AI models can generate fluent, convincing outputs, but fluency != correctness. Whether you're building a customer service agent, a code review assist, or a content generator, you need to know which response is best, correct, or how models compare with quality and consistency. Human evaluation doesn't scale, which is why LLM-based jurors are widely used.

But relying on a single LLM (like GPT-4o) to evaluate model outputs, although common, is expensive and can introduce [intra-model bias](https://arxiv.org/abs/2404.13076). Research by Cohere [shows](https://arxiv.org/abs/2404.18796) that using a panel of smaller, diverse models not only cuts cost but also leads to more reliable and less biased evaluations.

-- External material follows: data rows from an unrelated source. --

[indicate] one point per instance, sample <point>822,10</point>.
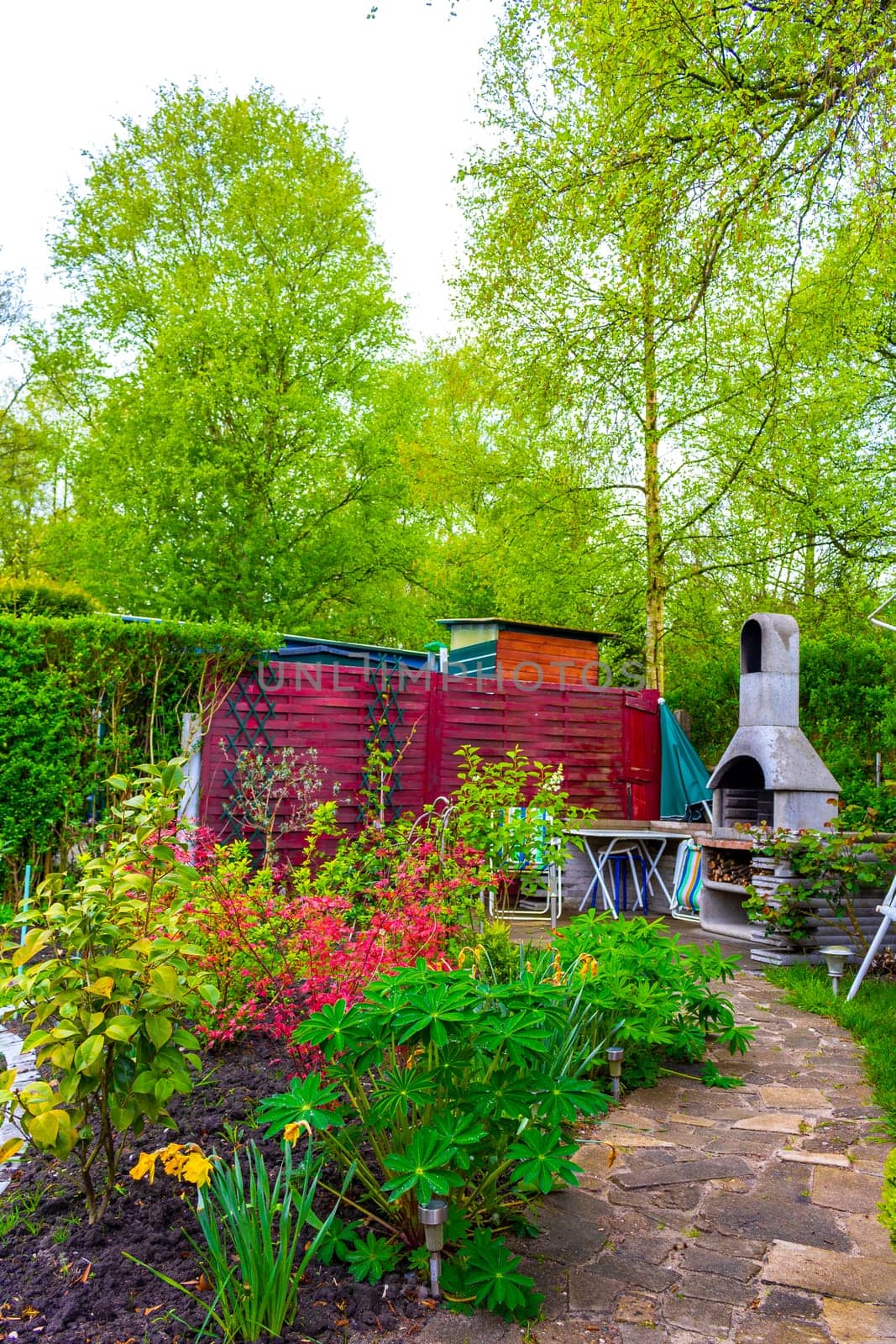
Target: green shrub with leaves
<point>831,869</point>
<point>107,987</point>
<point>439,1084</point>
<point>663,992</point>
<point>86,696</point>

OpenJury puts this into practice: instead of a single judge, it uses multiple jurors to score and explain outputs. The result? Better evlautions and lower costs, all configurable with a declarative interface.


---

## Key Features

- **Python SDK:** Simple integration, flexible configuration
- **Multi-Criteria Evaluation:** Define custom criteria with weights and scoring
- **Advanced Voting Methods:** Majority, average, weighted, ranked, consensus, or your own
- **Parallel Processing:** Evaluate at scale, concurrently
- **Rich Output:** Scores, explanations, voting breakdowns, and confidence metrics
- **Extensible:** Plug in your own jurors, voting logic, and evaluation strategies
- **Dev Experience:** One-command setup, Makefile workflow, and modern code quality tools

---

## Installation

**Requirements:** Python 3.11 or newer

### Recommended (PyPI)

```bash
pip install openjury
```

### From Source (for development/contribution)

```bash
git clone https://github.com/robiscoding/openjury.git
cd openjury
pip install -e .
uv pip install -e ".[dev]"     # (optional) dev dependencies
```

## Quick Start

### Set Environment Variables

```bash
export OPENROUTER_API_KEY="your-api-key"
```

or if you're using OpenAI:
```bash
export LLM_PROVIDER="openai"
export OPENAI_API_KEY="your-api-key"
```

### Basic Usage

```python
from openjury import OpenJury, JuryConfig

config = JuryConfig.from_json_file("jury_config.json")
jury = OpenJury(config)
verdict = jury.evaluate(
    prompt="Write a Python function to reverse a string",
    responses=[
        "def reverse(s): return s[::-1]",
        "def reverse(s): return ''.join(reversed(s))"
    ]
)

print(f"Winner: {verdict.final_verdict.winner}")
print(f"Confidence: {verdict.final_verdict.confidence:.2%}")
```

### Configuration Example (jury_config.json)

```json
{
  "name": "Code Quality Jury",
  "criteria": [
    {"name": "correctness", "weight": 2.0, "max_score": 5},
    {"name": "readability", "weight": 1.5, "max_score": 5}
  ],
  "jurors": [
    {"name": "Senior Developer", "system_prompt": "You are a senior developer. You are tasked with reviewing the code and providing a score and explanation for the correctness and readability of the code.", "model_name": "qwen/qwen-2.5-coder-32b", "weight": 2.0},
    {"name": "Code Reviewer", "system_prompt": "You are a code reviewer. You are tasked with reviewing the code and providing a score and explanation for the correctness and readability of the code.", "model_name": "llama3/llama-3.1-8b-instruct", "weight": 1.0}
  ],
  "voting_method": "weighted"
}
```

### Examples

You can find more examples in the [examples](examples) directory.

### Use Cases

#### Model Evaluation & Comparison
- Compare outputs from different models (e.g., GPT-4 vs Claude vs custom models)
- Run A/B tests across prompt variations, fine-tuned models, or versions

#### Content & Response Quality
- Evaluate generated code for correctness and readability
- Score long-form content (blogs, papers, explanations) for clarity, tone, or coherence

#### Automated Grading & Assessment
- Grade student answers or interview responses at scale
- Score generated outputs against rubric-style criteria

#### Production Monitoring & QA
- Monitor output quality in production systems
- Detect degradation or drift between model versions

#### Custom Evaluation Workflows
- Integrate LLM-based judgment into human-in-the-loop pipelines
- Use configurable jurors and voting for domain-specific tasks

---

## License

OpenJury is licensed under the Apache License 2.0. See the [LICENSE](LICENSE) file for details.

---

## Contributing

Contributions are welcome! Please see the [CONTRIBUTING.md](CONTRIBUTING.md) file for details.